Dalam paparan di Komisi B DPRD Sumut sebelumnya, total anggaran Dinas Perikanan dan Kelautan Sumut tahun ini hanya sebesar Rp60,11 miliar, terdiri dari belanja tidak pribadi senilai Rp14,85 miliar dan belanja pribadi sebesar Rp45,25 miliar. Tentu jauh dari cukup kalau ingin menjaga sumber daya maritim di pesisir pantai Sumut yang mempunyai panjang 1.300 km.
Selain menjaga sumber daya laut, perlu juga pemberdayaan nelayan yang ketika ini umumnya masih belum sejahtera. Program pengembangan perjuangan bina desa yang sudah berjalan perlu diterapkan di banyak desa perkampungan nelayan. Sejauh ini aktivitas tersebut sudah berhasil di Desa Kuala Putri, Serdangbedagai. Ada 40 nelayan yang diberdayakan untuk memutus mata rantai kemiskinan.
Mereka diajak gotong royong memilih sendiri pengembangan usaha, mulai pengadaan kapal sampai pengelolaan hasilnya. “Kini mereka sudah berdikari dan lebih sejahtera. Apalagi, sudah diangkat satu orang dari mereka untuk menjadi toke,” ungkap Zonny. Program dukungan nelayan juga menjadi salah satu referensi keberhasilan yang telah digagas Gubernur Sumut Gatot Pujo Nugroho.
Sebab, Sumut menjadi penggagas dalam mengasuransi nelayan dan dijadikan referensi aktivitas nasional. Hingga 2014, sudah ada 3.432 nelayan yang telah diasuransikan. Namun, dari sisi lingkungan, harus diakui bahwa keru-sakan maritim telah terjadi. Selain alat tangkap yang tidak ramah lingkungan, hutan mangrove di Sumut juga sudah sangat memprihatinkan. Sebagian besar sudah mengalami alih fungsi lahanmenjadiperkebunansawit dan tambak ikan.

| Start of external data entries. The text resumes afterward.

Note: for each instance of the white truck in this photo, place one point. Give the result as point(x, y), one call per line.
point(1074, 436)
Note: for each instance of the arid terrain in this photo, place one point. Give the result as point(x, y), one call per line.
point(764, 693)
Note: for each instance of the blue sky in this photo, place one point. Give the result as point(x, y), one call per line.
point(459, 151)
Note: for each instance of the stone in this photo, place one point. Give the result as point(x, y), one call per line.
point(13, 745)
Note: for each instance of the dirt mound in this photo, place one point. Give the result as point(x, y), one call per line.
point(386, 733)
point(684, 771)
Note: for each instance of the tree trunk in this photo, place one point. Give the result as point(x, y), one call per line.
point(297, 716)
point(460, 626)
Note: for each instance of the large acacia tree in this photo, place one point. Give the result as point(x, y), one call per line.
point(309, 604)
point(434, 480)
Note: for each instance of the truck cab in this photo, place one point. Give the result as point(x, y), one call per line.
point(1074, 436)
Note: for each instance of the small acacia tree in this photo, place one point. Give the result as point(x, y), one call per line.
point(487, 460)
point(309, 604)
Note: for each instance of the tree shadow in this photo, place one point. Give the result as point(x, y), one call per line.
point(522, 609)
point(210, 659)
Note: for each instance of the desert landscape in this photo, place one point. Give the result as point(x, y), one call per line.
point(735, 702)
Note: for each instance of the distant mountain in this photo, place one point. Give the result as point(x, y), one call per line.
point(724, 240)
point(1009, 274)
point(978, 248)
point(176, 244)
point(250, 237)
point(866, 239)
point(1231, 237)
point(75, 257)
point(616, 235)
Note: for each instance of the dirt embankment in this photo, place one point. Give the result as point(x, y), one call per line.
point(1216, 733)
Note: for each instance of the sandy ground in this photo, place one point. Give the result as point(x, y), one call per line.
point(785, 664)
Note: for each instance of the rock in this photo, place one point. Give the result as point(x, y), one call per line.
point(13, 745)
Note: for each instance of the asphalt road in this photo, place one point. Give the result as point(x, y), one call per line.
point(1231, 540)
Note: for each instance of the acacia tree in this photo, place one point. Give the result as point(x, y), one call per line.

“Kami belum bisa berbuat banyak sebab mangrove ini wilayah-nya dinas kehutanan,” se-bu-t-nya. Aktivis lingkungan Dony Saputra mengatakan, ketika maritim tidak bisa dijaga dengan baik, akan sangat mengancam keberlangsungan hidup manusia. Selain terancam kekurangan pangan yang mengandung protein tinggi, dunia juga terancam perubahan iklim yang drastis.
Gerakan bersama melindungi maritim harus dilakukan semenjak sekarang. Saat pemerintah sudah mulai menatap maritim menjadi penggalan teras depan negara, siapa saja bisa turun tangan dalam melindungi laut, baik dilakukan secara berkelompok maupun perorangan. Salah satu hal sederhana yang bisa dilakukan masyarakat ialah menghentikan sampah masuk ke sungaisungai yang bermuara ke laut. Karena sampah ialah salah satu problem terbesar lautan.
“Jika maritim kita jadikan halaman belakang rumah, tentu akan menjadi tempat pembuangan akhir. Sampah-sampah dan kotoran kita alirkan ke parit, dari situ menuju sungai dan dari sungai menuju lautan sebagai tempat pembuangan akhir. Ini yang harus diubah,” kata Direktur Yayasan Leuser Lestari itu. Membiasakan hidup dengan mengonsumsi makanan organik salah satu cara mengurangi timbunan sampah mengalir ke laut.
Setidaknya sampah hasil rumah tangga sudah terurai sebelum masuk ke lautan. Menjaga ekosistem maritim tidak bisa lepas dengan pemberdayaan masyarakat pesisir. Permukiman nelayan yang tidak baik tanggapan kondisi kesejahteraan yang jauh tertinggal akan memperlihatkan tekanan terhadap ekosistem laut.
“Ketika masyarakat pesisir yang seharusnya punya kiprah paling depan untuk menjaga keles-tarian maritim belum juga ter-se-ja-hterakan, tanpa sadar mereka akan cenderung merusak alam untuk sekedar bertahan hidup,” kata staf pengajar Fakultas Ilmu Sosial dan Ilmu Politik (FISIP), Universitas Sumatera Utara (USU), itu.
Senin (8/6), dunia akan merayakan Hari Laut Inter-na-sional. Masih banyak kiprah dan pekerjaan yang harus dilakukan untuk menjaga maritim semoga tetap memperlihatkan manfaat bagi manusia. Indonesia masih butuh banyak armada maritim untuk menjaga kedaulatan negara da-ri bahaya illegal fishing . Du-nia pendidikan, khususnya akademi tinggi, sudah seharusnya memperlihatkan perhatian dan pengabdiannya untuk menjaga kelestarian lautan.